Gerardo Lazzari / Divulgação
Gerardo Lazzari / Divulgação

'Voto de confiança foi dado, mas não foi retribuído', diz presidente da Abag sobre manifesto

Marcello Brito afirma que entidades não podem se omitir 'em tempos de pressão como agora'

Matheus Piovesana, O Estado de S.Paulo

31 de agosto de 2021 | 00h16

O presidente da Associação Brasileira do Agronegócio (Abag), Marcello Brito, afirmou que "o voto de confiança" dado a integrantes do poder político não foi honrado, embora não tenha citado nomes. A entidade foi uma das que assinou manifesto de organizações representativas de subsetores do agronegócio pedindo pacificação entre os Poderes, e a favor da democracia, nesta segunda-feira, 30.

 "O voto de confiança foi dado, e a confiança não foi retribuída", disse Brito durante entrevista ao programa Roda Viva, da TV Cultura. O presidente da Abag afirmou ainda que, neste momento, as entidades não podem se omitir. "Talvez a gente tenha sido condescendente por um tempo longo demais. A omissão não se admite em tempos de pressão como agora."

 A Abag havia confirmado que assinaria um manifesto pela pacificação do País que, entre outras entidades, conta com adesões da Federação Brasileira dos Bancos (Febraban) e a Federação das Indústrias do Estado de São Paulo (Fiesp). Este manifesto, que levou os bancos públicos Banco do Brasil e Caixa a manifestarem a intenção de deixar a Febraban, teve a publicação adiada. As entidades do agro, porém, divulgaram um texto próprio.

 Brito afirmou que as discussões precisam ser centradas no agravamento da desigualdade social, que tem levado milhões de brasileiros à pobreza e à fome.

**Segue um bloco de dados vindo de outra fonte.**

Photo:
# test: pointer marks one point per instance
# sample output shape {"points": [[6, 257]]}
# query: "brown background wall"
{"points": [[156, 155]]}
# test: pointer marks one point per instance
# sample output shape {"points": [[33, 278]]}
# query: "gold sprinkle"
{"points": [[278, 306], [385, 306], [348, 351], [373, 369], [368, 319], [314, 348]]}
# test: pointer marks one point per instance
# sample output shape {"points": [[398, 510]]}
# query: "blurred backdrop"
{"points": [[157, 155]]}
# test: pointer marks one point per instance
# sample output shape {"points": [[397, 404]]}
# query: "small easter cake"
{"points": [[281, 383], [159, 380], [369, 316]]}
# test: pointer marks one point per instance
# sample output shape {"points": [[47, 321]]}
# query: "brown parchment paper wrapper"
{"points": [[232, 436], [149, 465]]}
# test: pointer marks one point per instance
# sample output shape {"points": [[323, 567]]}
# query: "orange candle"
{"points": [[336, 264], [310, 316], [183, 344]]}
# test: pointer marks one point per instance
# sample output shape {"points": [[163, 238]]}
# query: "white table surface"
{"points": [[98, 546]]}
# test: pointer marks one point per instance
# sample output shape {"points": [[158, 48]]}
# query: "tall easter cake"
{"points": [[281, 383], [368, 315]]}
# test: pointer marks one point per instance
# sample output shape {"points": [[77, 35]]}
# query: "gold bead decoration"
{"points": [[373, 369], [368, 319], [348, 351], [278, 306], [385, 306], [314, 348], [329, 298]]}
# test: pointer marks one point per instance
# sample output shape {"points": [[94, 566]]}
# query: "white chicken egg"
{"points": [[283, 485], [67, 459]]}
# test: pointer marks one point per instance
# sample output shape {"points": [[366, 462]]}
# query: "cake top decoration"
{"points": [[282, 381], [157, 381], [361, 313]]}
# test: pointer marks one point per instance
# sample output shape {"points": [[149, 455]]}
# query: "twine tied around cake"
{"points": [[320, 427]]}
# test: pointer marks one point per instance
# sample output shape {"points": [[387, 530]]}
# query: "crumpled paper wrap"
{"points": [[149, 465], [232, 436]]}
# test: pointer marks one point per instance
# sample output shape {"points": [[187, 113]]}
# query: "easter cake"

 O presidente da Abag reduziu a importância de divergências entre entidades do setor com relação ao governo. Segundo Brito, as entidades que assinaram o manifesto a favor da democracia - a Abag entre elas - olham o Brasil para "além de 2022", mas evitou fazer críticas a órgãos que se manifestaram a favor do presidente Jair Bolsonaro.

 "Eu tenho grandes amigos sojicultores, e a gente senta e conversa. Uns se sentem representados de uma forma, outros de outra", afirmou ele. No começo do mês, o presidente da Associação Brasileira dos Produtores de Soja (Aprosoja), Antônio Galvan, manifestou apoio aos atos de 7 de Setembro, de apoio ao presidente Jair Bolsonaro. Ele foi alvo de operação da Polícia Federal no último dia 20, que investigou suspeitos de envolvimento com a organização dos protestos, que nas primeiras convocações, pediam o impeachment de ministros do Supremo Tribunal Federal (STF).